Im Rahmen der wöchentlichen AKP-Fraktionssitzung erklärte er den Parteimitgliedern, wie gut es der Türkei doch mittlerweile gehe. Als Beweis dafür führte er unter anderem die Situation in den Krankenhäusern und dort insbesondere in den Notaufnahmestellen an.

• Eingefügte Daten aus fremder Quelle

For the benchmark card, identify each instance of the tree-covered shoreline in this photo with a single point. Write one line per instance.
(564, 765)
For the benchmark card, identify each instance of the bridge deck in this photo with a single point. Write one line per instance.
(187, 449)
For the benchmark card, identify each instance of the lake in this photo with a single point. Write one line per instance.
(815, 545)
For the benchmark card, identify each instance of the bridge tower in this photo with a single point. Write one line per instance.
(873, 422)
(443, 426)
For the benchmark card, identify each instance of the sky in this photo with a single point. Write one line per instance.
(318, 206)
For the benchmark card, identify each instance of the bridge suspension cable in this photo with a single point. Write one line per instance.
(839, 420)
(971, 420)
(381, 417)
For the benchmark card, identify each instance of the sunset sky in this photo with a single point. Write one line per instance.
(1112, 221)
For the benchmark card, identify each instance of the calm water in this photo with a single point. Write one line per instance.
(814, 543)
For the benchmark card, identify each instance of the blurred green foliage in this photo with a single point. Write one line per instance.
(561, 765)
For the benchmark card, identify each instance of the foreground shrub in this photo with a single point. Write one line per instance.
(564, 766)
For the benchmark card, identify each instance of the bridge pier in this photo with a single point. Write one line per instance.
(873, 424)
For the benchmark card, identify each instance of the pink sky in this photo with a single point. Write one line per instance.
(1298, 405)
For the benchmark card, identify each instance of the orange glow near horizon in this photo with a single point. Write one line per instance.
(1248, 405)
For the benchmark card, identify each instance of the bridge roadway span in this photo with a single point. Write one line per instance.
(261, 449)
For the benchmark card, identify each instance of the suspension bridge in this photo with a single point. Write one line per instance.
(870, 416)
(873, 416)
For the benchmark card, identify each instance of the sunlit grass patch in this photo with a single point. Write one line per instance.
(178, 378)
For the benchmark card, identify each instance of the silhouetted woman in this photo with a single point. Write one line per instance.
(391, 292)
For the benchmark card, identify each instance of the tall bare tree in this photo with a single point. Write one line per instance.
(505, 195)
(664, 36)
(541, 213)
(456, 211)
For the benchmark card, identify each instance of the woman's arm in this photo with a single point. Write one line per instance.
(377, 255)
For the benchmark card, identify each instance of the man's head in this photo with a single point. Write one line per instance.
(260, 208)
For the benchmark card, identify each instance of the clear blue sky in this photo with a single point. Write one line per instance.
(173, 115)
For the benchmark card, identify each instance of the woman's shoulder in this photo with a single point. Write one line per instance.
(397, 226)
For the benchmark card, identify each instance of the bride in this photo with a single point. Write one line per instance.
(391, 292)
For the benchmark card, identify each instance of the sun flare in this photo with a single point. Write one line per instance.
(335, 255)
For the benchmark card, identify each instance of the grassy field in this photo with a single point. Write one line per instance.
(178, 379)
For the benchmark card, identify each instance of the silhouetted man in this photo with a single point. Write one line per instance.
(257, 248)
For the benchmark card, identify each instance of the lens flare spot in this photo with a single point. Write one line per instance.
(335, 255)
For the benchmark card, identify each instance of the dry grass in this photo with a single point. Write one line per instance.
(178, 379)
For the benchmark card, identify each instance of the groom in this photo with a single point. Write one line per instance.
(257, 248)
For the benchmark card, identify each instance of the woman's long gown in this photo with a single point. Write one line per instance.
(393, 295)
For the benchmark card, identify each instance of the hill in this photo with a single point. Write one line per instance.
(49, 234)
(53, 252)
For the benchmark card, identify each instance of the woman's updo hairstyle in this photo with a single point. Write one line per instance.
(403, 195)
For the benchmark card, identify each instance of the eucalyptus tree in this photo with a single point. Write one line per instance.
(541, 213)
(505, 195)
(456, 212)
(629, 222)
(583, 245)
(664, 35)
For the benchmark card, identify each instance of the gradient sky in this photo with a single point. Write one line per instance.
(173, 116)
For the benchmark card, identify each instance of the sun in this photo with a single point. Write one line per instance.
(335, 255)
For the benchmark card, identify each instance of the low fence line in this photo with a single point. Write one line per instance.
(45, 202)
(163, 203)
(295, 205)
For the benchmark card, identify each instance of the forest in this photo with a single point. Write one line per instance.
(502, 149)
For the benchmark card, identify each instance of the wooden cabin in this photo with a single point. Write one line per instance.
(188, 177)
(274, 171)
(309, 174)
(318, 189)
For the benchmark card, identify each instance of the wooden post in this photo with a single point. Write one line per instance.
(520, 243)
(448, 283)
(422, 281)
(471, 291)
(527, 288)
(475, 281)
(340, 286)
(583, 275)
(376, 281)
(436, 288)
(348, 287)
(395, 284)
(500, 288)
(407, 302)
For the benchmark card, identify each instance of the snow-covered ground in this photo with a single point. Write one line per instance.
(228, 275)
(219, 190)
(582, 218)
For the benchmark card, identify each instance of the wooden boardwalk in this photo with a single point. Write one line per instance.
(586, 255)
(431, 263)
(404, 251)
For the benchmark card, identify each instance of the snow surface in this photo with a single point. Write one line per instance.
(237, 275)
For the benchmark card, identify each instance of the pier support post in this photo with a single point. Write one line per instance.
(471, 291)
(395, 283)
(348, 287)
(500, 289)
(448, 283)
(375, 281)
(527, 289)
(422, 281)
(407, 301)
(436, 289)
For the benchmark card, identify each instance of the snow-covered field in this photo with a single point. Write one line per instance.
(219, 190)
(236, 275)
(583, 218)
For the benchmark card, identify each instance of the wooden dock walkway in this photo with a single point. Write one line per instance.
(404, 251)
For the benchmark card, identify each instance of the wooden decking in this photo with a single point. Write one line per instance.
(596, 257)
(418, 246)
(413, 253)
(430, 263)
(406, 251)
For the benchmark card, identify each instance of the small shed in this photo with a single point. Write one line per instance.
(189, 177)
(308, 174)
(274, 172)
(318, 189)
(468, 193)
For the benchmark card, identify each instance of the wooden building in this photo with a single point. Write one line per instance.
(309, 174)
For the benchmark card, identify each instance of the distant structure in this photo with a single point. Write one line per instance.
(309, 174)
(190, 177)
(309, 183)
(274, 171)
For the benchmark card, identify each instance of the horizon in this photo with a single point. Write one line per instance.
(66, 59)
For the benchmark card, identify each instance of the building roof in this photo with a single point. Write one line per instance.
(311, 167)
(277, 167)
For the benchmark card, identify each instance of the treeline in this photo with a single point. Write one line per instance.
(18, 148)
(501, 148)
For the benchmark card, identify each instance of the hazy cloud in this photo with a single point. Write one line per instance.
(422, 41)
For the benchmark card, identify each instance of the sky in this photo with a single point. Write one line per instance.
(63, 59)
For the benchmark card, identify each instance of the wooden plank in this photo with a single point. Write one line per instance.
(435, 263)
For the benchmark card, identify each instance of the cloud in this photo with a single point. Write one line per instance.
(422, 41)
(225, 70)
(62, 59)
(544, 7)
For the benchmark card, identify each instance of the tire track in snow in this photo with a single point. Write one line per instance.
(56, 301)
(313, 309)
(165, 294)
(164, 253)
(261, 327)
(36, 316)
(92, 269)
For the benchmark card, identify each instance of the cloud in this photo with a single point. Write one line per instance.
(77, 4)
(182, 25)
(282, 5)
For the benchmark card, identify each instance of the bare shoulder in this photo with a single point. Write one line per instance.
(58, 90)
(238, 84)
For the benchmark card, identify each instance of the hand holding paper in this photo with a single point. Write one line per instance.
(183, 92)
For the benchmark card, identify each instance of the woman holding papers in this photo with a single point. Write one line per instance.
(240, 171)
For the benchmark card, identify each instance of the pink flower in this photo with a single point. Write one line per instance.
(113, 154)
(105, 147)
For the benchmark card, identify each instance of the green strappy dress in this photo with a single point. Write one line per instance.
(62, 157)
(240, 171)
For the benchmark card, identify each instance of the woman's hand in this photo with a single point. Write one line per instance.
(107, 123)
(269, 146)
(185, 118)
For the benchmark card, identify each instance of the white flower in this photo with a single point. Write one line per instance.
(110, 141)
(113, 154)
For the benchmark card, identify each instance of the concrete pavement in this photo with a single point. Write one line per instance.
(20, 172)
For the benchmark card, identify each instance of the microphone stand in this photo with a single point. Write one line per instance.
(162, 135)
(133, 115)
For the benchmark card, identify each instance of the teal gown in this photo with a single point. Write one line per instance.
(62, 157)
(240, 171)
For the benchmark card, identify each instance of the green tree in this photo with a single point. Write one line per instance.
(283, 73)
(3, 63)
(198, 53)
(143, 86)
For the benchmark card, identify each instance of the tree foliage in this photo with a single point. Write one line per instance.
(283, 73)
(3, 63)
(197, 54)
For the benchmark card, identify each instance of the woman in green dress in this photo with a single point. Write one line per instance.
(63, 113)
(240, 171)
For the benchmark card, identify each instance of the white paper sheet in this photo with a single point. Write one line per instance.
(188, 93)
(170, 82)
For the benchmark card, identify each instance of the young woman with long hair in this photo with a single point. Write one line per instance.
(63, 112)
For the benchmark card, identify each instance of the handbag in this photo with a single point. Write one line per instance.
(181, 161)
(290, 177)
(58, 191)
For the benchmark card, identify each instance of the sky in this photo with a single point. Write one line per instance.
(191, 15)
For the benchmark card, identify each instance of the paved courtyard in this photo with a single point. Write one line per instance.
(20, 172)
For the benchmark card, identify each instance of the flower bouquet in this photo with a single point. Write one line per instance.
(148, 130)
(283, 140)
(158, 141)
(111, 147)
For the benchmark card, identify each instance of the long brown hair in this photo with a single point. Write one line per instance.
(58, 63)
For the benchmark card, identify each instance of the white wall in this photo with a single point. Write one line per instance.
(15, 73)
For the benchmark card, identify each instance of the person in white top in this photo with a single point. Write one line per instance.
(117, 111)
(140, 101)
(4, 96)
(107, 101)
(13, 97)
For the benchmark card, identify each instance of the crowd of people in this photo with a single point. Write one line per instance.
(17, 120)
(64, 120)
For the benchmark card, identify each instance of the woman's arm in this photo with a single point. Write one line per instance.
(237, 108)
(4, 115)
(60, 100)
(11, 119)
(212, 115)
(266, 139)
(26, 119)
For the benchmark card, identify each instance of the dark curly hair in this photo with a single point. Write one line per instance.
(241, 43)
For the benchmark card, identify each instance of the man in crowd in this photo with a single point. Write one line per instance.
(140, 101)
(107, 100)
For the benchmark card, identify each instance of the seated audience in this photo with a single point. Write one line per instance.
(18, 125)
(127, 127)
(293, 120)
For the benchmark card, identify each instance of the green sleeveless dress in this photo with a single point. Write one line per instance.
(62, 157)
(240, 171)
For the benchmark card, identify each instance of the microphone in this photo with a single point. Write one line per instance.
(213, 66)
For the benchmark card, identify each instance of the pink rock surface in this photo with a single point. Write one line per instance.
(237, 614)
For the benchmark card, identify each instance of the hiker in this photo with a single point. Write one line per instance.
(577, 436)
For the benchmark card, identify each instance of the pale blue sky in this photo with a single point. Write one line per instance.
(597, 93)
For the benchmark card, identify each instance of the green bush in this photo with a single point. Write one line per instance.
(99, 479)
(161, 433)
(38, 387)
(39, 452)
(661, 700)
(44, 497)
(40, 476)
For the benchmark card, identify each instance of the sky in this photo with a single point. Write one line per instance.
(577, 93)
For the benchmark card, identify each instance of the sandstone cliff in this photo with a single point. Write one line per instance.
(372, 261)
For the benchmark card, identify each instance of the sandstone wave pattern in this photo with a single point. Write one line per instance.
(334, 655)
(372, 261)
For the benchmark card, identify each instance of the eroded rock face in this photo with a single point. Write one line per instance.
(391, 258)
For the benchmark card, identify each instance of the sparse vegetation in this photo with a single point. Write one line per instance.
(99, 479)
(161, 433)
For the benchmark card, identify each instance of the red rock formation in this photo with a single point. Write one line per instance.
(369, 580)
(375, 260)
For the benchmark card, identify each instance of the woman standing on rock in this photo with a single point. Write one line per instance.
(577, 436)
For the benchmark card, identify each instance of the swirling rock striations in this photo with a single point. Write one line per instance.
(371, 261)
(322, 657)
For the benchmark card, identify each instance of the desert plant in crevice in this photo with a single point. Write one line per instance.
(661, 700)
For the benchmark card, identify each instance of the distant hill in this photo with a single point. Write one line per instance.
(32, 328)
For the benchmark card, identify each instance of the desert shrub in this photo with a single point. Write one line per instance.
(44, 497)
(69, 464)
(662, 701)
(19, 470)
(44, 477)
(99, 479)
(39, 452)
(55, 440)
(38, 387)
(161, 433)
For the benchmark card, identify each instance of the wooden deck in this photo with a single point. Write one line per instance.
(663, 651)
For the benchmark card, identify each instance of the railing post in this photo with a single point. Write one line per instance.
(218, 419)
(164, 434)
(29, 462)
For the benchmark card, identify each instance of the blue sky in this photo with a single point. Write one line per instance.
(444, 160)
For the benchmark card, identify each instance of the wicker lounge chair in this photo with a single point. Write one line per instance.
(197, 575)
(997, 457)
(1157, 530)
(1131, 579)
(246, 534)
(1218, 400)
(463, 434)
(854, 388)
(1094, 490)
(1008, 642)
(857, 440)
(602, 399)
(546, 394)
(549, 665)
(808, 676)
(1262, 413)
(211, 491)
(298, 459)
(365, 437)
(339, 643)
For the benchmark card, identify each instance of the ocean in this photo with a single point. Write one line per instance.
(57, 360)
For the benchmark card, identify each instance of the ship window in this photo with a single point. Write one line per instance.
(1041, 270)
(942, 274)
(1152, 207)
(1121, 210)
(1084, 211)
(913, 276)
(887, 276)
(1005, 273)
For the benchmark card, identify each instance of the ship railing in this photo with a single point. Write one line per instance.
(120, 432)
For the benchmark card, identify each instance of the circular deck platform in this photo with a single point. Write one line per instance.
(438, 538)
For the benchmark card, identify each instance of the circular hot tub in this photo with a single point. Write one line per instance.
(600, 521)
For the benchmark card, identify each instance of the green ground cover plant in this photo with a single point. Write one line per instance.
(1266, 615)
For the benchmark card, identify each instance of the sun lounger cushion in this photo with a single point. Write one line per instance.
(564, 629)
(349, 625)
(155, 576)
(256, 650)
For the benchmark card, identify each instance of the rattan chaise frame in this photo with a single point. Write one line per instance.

“Letztens hat mir das jemand gesagt. An den (Bayram-)Festtagen sollen die Menschen in die Notaufnahmen gegangen sein. Jedoch nicht aus gesundheitlichen Gründen, sondern um Ausschau nach heiratsfähigen Mädchen zu halten. Unsere Krankenhäuser sind mittlerweile in einem so tollen Zustand, dass sich die Menschen dort auf die Suche nach Schwiegertöchtern und -söhnen machen. Dort werden Familien gegründet. Das ist der Punkt, an dem wir angekommen sind.”

Diese Worte kamen nicht überall gut an. Die Ankara-Vertreterin von SES (Gewerkschaft für Bedienstete in der Gesundheits- und Sozialdienstleistungsbranche), Rona Temelli, erklärte, die Realität in den Notaufnahmen entspreche nicht der „rosaroten Welt“, die der Premier gezeichnet habe. Dort herrsche oft ein Kampf um Leben und Tod, die Ärzte würden dort wirklich gute Arbeit leisten. Sie forderte Yıldırım auf, sich zu entschuldigen, seriöser aufzutreten und sich nicht von Beratern irreleiten zu lassen.

Der angeführte Vergleich schade dem Image der Krankenhäuser, deren Situation sich in den vergangenen Jahren auch dank vieler AKP-Reformen verbessert hat, enorm und ziehe es ins Lächerliche.